Diverses propositions sont en cours de discussion au Congrès à Washington. Le projet dit LeMieux propose de supprimer toute référence aux notations dans les exigences règlementaires. Cela favoriserait-il la concurrence ? Ou bien la concentration en faveur des deux plus grandes agences de notation, lesquelles occupent déjà 80 % du marché, contre 14 % pour Fitch ? Quant au projet dit Franken, il concerne la seule titrisation. La presse prétend qu'un comité serait chargé d'attribuer les mandats de notation. Je ne suis pas d'accord avec cette interprétation : le projet se contente de prévoir qu'un comité définirait les règles d'attribution de ces mandats.

Le projet d'agence européenne est à analyser à l'aune du caractère oligopolistique - je dirais même duopolistique - du marché de la notation. S'il existe actuellement trois agences globales, dont Fitch Ratings fait partie, il existe aussi de nombreuses agences locales ou sectorielles - consacrées par exemple aux assurances. Fitch Ratings est le résultat d'une initiative et de l'investissement considérable d'une société française, Fimalac, à la fin des années quatre-vingt-dix et nous appelons de nos voeux un renforcement de la concurrence. La création d'une agence demande du temps, il faut qu'elle puisse établir sa crédibilité auprès des investisseurs car, in fine, ce sont eux qui décident du niveau de la concurrence.

Fitch Ratings est déjà une agence européenne : notre actionnaire majoritaire est français et nous avons un siège social à Londres en plus de celui de New York. L'équipe d'analystes des risques souverains est basée à Londres. Et nous avons une filiale à Paris.

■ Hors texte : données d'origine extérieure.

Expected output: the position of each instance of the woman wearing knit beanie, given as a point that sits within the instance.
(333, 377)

M. Jean Arthuis , président . - Lors de la précédente audition, vous aviez dit que vous notiez les États mais que les États ne vous rémunéraient pas. Cela va-t-il durer ?

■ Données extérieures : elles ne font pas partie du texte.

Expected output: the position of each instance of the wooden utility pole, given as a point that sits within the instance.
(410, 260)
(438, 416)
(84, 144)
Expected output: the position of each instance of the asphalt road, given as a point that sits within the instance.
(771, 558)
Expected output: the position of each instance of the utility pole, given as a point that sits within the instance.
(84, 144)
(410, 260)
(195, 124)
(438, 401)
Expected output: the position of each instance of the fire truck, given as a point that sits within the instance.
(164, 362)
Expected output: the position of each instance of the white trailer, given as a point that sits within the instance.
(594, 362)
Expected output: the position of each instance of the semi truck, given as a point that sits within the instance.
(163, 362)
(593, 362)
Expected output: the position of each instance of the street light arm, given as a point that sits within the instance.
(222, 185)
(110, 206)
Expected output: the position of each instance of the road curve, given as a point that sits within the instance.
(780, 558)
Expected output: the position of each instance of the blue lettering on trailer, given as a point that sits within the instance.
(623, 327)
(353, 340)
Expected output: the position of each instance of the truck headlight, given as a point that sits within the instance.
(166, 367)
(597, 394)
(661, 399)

Mme Carol Sirou . - Il y a un malentendu. Les États font l'objet du même processus d'accords contractuels que les autres émetteurs, du moins pour les neuf dixièmes d'entre eux. Un petit nombre, souvent pour des raisons historiques, font l'objet de notations non sollicitées. Les notations souveraines se font donc dans le cadre d'accords contractuels et nous avons des équipes dédiées qui font le même type d'analyses et appliquent les mêmes règles que pour les autres émetteurs. Les États ne bénéficient pas de processus allégés, au contraire. Il s'établit un processus interactif entre les analystes et les responsables de la gestion de la dette dans les différents ministères des finances.

M. Jean Arthuis , président . - Vos agences sont-elles rémunérées ?

Mme Carol Sirou . - Oui.

M. Alain Mera . - Chez Fitch, 40 % des notations souveraines ne sont pas rémunérées et les analystes ne savent pas si une notation est rémunérée ou non. Ils appliquent donc la même procédure dans les deux cas.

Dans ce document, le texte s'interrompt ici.